Amundi, Europe’s largest asset manager, has launched its first tokenized share class for a euro money market fund, marking its move to bring part of the fund onchain.

The fund is now available in a hybrid format, letting investors choose between the traditional version and a new blockchain-based version recorded on Ethereum. The first transaction took place on Nov. 4.

The project was developed with CACEIS, the European asset-servicing group that supplied the tokenization platform, investor wallets, and the digital order system used for subscriptions and redemptions.

Amundi and CACEIS say tokenizing the fund can make order processing faster, open access to new types of investors, and support trading around the clock.
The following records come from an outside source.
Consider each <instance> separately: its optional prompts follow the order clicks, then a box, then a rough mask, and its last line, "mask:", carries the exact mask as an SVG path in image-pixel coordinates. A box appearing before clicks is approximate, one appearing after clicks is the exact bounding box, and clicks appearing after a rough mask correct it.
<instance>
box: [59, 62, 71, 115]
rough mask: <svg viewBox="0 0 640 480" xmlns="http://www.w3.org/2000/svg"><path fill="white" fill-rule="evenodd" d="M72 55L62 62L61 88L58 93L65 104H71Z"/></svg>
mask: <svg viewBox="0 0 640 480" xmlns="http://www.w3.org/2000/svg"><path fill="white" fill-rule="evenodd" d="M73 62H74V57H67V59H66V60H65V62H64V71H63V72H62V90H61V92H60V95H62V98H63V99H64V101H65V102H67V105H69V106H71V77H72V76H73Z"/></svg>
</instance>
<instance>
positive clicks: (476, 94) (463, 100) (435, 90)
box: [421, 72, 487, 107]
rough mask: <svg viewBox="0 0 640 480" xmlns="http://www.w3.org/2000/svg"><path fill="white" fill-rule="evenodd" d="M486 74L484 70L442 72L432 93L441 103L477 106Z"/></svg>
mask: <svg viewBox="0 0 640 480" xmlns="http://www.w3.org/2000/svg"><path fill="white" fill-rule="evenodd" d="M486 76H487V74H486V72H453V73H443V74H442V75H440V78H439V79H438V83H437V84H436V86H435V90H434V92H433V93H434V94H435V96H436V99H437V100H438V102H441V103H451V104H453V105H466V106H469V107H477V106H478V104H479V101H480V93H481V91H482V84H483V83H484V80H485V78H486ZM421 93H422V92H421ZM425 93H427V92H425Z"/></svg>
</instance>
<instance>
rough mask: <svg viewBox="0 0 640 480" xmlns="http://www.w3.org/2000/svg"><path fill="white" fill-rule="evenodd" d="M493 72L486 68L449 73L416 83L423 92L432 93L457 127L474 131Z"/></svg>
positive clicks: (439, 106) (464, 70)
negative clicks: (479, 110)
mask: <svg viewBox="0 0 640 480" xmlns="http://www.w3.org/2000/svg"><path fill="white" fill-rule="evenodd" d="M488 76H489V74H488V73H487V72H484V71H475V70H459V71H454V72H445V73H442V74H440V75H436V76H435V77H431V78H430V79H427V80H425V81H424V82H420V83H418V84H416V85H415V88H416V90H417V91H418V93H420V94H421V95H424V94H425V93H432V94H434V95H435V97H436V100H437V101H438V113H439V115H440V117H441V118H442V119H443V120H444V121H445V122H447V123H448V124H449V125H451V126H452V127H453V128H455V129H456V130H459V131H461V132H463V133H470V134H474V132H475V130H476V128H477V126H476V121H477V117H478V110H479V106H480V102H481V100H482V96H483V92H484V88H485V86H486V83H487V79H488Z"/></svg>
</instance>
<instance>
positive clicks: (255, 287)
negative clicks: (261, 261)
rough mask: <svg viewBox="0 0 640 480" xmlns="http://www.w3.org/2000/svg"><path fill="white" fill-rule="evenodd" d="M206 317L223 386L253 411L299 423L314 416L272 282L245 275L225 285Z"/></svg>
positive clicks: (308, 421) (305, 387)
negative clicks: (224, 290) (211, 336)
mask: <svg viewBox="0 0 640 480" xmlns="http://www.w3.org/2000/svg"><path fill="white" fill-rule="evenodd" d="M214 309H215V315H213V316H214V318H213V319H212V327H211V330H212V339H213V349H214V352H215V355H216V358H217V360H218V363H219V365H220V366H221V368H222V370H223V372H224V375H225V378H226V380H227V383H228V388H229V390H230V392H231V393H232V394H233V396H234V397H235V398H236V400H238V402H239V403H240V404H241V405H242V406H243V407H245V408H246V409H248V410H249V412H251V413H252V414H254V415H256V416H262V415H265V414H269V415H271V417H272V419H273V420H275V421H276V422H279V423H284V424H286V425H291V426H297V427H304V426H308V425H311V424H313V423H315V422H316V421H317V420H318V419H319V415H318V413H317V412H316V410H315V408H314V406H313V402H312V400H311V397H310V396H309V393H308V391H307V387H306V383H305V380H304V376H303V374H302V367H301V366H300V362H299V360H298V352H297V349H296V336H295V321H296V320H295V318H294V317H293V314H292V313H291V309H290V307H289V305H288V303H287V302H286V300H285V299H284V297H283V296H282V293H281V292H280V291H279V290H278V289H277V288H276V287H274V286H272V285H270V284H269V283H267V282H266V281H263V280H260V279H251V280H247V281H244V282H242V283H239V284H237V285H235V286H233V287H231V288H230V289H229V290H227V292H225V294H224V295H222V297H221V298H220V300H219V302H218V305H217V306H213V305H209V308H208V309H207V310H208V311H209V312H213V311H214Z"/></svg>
Amundi’s euro money market fund invests in short-term, high-quality euro-denominated debt, mainly money-market instruments and overnight repurchase agreements with European governments. The company manages about 2.3 trillion euros ($2.6 trillion) in assets and serves more than 100 million retail clients, according to its website. It is headquartered in Paris.

Tokenized fund growth continues

Tokenized money market funds tied to U.S. Treasurys have grown quickly in 2025. Data from RWA.xyz shows BlackRock’s onchain money market product now holds about $2.3 billion in tokenized assets, while Franklin Templeton’s fund has more than $826 million.

Both asset managers are expanding across multiple blockchains. On Nov. 12, Franklin Templeton said its tokenization platform had joined the Canton Network, giving its fund access to a permissioned system designed for financial institutions. BlackRock has also moved beyond Ethereum, adding support for Aptos, Arbitrum, Avalanche, Optimism, and Polygon.

A Bank for International Settlements bulletin released Wednesday said tokenized money market funds reached about $9 billion in value by the end of October, up sharply from roughly $770 million at the end of 2023. The report also warned that the growing use of tokenized Treasury portfolios as collateral could create new operational and liquidity risks for the financial system.